Este es el título de una experiencia literaria mediante la cual un grupo de narradores
aborda la creación de una historia de forma encadenada
sobre la base de un primer capítulo.
Para mantener el orden tradicional de una narración, los nuevos capítulos se irán añadiendo
tras los escritos con anterioridad.
El lector habrá de pasar por encima de lo ya escrito para llegar a las novedades.
Para evitar búsquedas innecesarias,
ya que no hay regla que regule la parición de nuevos capítulos,
en la página principal aparecerá un aviso
con el número del episodio y el nombre del autor.
La estructura del blog permite la recepción de comentarios de los lectores
Un cordial saludo.
Escritores en cadena
César Millán
Nuestro próximo escritor encadenado será
César Ibáñez (Soria)
Capítulo 1
Alfonso Bengoechea
Sonó un golpe metálico a sus
espaldas.

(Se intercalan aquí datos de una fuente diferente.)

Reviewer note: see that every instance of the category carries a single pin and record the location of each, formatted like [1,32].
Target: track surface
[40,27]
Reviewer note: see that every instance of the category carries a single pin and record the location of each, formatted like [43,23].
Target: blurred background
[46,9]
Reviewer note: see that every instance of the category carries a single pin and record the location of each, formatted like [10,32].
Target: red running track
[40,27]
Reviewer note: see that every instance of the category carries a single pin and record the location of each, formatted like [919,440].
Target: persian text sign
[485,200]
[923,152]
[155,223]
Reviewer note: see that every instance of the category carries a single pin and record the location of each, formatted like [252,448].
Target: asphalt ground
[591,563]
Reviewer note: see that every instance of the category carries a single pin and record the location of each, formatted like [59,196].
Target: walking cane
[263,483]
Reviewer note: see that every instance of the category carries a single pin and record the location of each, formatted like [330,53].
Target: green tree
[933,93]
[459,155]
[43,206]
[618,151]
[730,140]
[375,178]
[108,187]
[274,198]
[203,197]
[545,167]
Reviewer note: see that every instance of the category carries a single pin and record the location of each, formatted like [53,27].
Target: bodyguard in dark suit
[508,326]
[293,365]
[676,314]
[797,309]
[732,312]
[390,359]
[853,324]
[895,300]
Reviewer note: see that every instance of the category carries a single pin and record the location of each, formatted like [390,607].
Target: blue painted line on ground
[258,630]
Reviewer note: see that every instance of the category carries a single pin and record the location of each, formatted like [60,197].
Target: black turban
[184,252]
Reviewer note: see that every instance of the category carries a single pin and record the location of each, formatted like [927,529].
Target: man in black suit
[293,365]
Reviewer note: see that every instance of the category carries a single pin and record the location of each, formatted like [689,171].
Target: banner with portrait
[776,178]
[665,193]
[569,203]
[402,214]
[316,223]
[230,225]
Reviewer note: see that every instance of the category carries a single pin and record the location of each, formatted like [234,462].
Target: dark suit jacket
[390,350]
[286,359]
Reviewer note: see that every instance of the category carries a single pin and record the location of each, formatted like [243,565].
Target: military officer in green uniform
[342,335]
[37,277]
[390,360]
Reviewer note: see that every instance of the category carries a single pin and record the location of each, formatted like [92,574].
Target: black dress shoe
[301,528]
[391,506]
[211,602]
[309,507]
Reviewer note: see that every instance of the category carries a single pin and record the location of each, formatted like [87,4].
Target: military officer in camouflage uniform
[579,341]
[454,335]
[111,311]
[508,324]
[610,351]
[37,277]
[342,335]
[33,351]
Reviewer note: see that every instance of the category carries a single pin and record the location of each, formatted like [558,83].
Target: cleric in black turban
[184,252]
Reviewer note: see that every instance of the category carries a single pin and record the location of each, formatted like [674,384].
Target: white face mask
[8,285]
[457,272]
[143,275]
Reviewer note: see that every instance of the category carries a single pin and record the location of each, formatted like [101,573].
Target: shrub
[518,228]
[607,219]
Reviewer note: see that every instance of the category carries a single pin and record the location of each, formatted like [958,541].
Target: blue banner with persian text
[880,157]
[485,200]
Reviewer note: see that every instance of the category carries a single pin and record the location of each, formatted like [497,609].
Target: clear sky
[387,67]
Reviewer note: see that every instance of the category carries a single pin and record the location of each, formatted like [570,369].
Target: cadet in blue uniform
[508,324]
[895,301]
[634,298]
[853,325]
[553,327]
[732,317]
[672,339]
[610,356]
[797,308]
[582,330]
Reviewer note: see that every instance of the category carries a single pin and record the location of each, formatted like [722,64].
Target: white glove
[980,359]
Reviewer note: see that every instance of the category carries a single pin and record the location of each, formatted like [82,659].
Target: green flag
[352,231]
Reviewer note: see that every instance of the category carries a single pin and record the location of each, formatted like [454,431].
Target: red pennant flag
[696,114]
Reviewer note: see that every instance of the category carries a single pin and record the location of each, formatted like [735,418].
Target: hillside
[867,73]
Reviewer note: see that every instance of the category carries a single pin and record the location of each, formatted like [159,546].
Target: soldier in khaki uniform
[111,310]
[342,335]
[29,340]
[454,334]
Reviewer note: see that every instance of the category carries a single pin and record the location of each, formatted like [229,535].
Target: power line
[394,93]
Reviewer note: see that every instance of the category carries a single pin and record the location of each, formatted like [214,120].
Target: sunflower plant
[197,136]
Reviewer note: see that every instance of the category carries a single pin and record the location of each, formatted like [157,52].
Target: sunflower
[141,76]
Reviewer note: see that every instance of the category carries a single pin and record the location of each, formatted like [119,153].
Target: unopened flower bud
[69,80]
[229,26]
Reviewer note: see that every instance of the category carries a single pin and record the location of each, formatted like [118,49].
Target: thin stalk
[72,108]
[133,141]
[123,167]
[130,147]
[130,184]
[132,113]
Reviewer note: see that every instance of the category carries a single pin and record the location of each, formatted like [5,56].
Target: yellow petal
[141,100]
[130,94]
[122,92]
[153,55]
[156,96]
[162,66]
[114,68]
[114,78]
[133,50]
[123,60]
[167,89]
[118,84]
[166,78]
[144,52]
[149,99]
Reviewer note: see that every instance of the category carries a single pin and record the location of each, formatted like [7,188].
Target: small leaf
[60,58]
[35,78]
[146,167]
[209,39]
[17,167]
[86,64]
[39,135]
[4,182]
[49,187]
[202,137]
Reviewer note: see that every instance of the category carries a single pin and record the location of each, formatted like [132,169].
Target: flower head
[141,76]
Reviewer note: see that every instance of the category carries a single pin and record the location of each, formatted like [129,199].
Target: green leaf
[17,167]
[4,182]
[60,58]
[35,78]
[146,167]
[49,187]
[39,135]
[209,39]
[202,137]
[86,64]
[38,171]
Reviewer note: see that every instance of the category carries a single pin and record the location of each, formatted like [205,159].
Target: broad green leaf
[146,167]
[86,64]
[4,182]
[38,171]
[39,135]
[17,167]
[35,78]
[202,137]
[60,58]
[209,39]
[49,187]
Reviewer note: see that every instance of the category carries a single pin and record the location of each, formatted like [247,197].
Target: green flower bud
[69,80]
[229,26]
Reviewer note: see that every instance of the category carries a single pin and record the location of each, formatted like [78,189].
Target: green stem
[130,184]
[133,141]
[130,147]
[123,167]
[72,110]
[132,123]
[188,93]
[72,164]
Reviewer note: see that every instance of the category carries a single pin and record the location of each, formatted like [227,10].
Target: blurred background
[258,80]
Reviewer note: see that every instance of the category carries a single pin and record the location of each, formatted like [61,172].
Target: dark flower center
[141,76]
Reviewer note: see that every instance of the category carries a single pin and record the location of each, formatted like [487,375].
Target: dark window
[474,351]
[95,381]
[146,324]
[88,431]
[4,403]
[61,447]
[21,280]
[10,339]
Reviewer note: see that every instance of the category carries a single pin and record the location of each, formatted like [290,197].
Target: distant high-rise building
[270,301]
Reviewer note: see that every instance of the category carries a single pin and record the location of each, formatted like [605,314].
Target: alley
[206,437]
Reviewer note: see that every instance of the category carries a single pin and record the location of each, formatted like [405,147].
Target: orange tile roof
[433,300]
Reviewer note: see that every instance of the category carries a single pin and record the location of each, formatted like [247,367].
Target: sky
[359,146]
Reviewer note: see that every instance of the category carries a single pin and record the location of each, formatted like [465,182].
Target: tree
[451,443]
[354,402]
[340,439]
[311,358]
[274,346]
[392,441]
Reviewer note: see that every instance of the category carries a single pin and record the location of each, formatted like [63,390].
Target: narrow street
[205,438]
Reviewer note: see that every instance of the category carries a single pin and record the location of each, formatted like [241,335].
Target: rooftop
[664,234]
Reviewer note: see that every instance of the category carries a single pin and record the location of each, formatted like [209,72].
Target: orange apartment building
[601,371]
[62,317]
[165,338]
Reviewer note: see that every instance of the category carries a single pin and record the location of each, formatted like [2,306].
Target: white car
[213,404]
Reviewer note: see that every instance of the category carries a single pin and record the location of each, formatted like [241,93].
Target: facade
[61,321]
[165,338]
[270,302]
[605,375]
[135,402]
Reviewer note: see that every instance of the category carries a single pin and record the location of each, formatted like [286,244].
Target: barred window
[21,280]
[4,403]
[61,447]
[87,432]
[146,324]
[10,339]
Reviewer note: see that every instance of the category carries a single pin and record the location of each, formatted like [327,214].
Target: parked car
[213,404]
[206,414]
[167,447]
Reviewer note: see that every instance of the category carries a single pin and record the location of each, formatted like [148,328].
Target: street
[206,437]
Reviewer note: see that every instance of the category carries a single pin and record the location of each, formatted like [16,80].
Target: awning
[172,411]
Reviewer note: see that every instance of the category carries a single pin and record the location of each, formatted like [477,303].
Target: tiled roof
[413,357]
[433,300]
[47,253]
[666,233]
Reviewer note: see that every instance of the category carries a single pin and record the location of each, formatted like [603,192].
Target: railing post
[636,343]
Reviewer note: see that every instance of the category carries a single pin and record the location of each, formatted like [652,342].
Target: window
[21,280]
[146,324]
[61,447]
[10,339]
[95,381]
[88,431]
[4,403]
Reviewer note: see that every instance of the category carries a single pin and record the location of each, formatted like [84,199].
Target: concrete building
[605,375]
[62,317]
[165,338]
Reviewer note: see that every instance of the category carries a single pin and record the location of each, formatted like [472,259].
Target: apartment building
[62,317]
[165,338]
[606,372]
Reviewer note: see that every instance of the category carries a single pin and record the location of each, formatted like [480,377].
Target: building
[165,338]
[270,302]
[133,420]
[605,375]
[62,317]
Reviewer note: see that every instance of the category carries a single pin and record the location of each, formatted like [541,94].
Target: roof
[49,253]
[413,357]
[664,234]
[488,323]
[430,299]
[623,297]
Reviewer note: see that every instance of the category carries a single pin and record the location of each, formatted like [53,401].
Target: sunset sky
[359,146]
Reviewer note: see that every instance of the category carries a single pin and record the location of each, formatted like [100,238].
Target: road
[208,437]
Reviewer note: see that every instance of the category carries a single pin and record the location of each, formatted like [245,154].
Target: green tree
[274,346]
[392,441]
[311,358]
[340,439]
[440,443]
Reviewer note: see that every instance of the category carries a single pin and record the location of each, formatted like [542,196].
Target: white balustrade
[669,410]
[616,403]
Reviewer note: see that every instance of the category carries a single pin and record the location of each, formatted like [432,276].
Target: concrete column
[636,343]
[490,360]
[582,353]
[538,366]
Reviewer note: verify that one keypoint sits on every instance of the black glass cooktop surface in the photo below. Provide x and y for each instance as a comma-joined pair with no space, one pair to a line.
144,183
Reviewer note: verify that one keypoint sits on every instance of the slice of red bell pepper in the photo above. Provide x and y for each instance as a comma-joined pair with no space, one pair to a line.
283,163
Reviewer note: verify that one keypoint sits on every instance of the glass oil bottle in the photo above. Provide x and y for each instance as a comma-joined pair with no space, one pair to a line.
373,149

Estaba claro que el guardia de la puerta se había tomado con
interés hacer todo el ruido posible con
el cerrojo. Quizás no había dormido bien. Quizás hubo unas palabras fuertes con
la esposa harta de turnos canallas en el penal. Quizá solo un poco de acidez
estomacal. Pero había hecho deliberadamente mucho ruido. Hasta un sordo hubiera
notado este ensañamiento póstumo del guardián amargado con el preso recién
liberado, porque hasta el bochorno de la tarde había vibrado.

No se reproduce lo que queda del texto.